Intanto fonti diplomatiche turche indicano che si svolgerà domani l’incontro tra il presidente turco Recep Tayyip Erdogan e il vicepresidente americano Mike Pence, inviato da Donald Trump per discutere dell’offensiva di Ankara contro i curdi. La delegazione USA, di cui fa parte anche il segretario di Stato Mike Pompeo, arriverà ad Ankara oggi. Della delegazione di Washington faranno parte anche il consigliere per la Sicurezza nazionale Robert O’Brien e l’inviato di Trump per la Siria e la Coalizione anti-Isis, il James Jeffrey. Ieri sera, Erdogan ha assicurato ai media locali che non intende dichiarare alcun cessate il fuoco, come richiestogli invece da Trump.
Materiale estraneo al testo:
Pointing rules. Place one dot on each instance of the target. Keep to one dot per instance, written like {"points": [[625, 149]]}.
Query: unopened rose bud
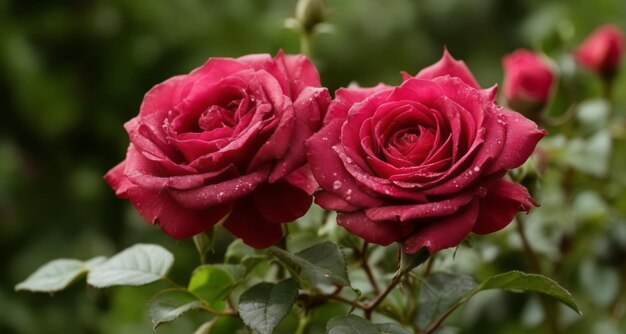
{"points": [[310, 13], [602, 50], [528, 81]]}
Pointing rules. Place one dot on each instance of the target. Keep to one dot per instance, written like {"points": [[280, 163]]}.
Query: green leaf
{"points": [[204, 243], [221, 325], [392, 328], [410, 261], [240, 253], [456, 290], [170, 305], [320, 263], [264, 305], [439, 292], [53, 276], [592, 155], [516, 281], [350, 324], [137, 265], [211, 283]]}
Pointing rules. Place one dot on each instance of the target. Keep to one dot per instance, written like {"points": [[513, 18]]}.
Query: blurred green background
{"points": [[72, 72]]}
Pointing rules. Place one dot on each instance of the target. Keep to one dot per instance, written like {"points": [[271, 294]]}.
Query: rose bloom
{"points": [[528, 80], [602, 50], [423, 163], [225, 142]]}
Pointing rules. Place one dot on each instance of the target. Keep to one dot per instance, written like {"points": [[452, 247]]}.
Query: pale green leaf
{"points": [[137, 265], [264, 305], [170, 305]]}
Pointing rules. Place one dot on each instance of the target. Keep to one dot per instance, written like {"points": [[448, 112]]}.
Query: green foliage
{"points": [[213, 283], [57, 275], [171, 304], [321, 263], [439, 292], [351, 324], [138, 265], [264, 305]]}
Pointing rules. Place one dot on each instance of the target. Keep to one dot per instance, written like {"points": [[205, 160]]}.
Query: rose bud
{"points": [[602, 50], [225, 143], [528, 81], [422, 163]]}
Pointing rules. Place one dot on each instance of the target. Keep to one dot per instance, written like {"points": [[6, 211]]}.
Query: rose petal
{"points": [[220, 193], [345, 98], [157, 207], [146, 174], [246, 223], [329, 170], [522, 136], [411, 212], [118, 181], [447, 65], [298, 71], [308, 110], [381, 233], [444, 233], [330, 201], [499, 207], [280, 202], [303, 179]]}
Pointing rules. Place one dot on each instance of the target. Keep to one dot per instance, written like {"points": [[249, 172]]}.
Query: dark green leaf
{"points": [[320, 263], [410, 261], [240, 253], [170, 305], [211, 282], [264, 305], [137, 265], [204, 243], [439, 292], [518, 281], [392, 328], [222, 325], [53, 276], [514, 281], [351, 324]]}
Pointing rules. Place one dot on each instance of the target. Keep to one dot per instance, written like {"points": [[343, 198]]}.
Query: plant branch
{"points": [[533, 262], [368, 270]]}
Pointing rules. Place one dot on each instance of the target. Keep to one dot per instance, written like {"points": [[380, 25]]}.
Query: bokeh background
{"points": [[72, 72]]}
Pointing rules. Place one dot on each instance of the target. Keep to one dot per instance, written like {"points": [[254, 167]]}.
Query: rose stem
{"points": [[548, 306], [379, 299], [367, 268], [533, 262]]}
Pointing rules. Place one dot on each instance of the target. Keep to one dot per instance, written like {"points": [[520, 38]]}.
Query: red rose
{"points": [[226, 140], [528, 81], [602, 50], [422, 163]]}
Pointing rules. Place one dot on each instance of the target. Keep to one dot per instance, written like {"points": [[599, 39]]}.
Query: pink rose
{"points": [[528, 81], [225, 141], [422, 163], [602, 50]]}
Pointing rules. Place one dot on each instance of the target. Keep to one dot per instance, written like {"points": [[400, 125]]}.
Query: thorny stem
{"points": [[367, 268], [379, 299], [549, 306], [533, 262], [305, 43]]}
E oggi il Cremlino fa sapere che il presidente russo Vladimir Putin e il suo omologo turco Recep Tayyip Erdogan si sono sentiti per telefono “su iniziativa della parte turca”. La conversazione si è concentrata sulla situazione in Siria e Putin ha invitato Erdogan a Mosca. Il presidente turco ha accettato e si recherà nella capitale russa “entro pochi giorni”.

I due leader hanno discusso della situazione nel nord della Siria sottolineando “la necessità di prevenire i conflitti tra le unità dell’esercito turco e le truppe del governo siriano”, ha detto il Cremlino. Secondo il servizio stampa della presidenza, il leader russo ha attirato l’attenzione sull’aggravarsi della situazione umanitaria nelle regioni lungo il confine tra Siria e Turchia. “Il capo dello stato ritiene inammissibile consentire a miliziani di organizzazioni terroristiche, tra cui lo Stato islamico, che sono sorvegliati dalle unità armate curde, di sfruttare questa situazione”, ha osservato il Cremlino.

Intanto un sondaggio effettuato dall’istituto di ricerca locale Areda afferma che il 75,6% degli intervistati ha espresso un’opinione favorevole sull’incursione oltre confine contro i curdi, mentre il 77,2% si è detto convinto che l’esercito riuscirà a raggiungere i propri obiettivi sul campo. Il 73,3% ha inoltre concordato sulla definizione dell’operazione come “lotta al terrorismo” e non come una “guerra”. Oltre la metà (56,1%) degli intervistati ritiene che l’offensiva vada portata avanti “a ogni costo”, anche in caso di scontro con gli Stati Uniti. L’ampio sostegno della popolazione alle operazioni militari di Ankara è una costante nel contesto di un Paese a forte impronta nazionalista e militarista.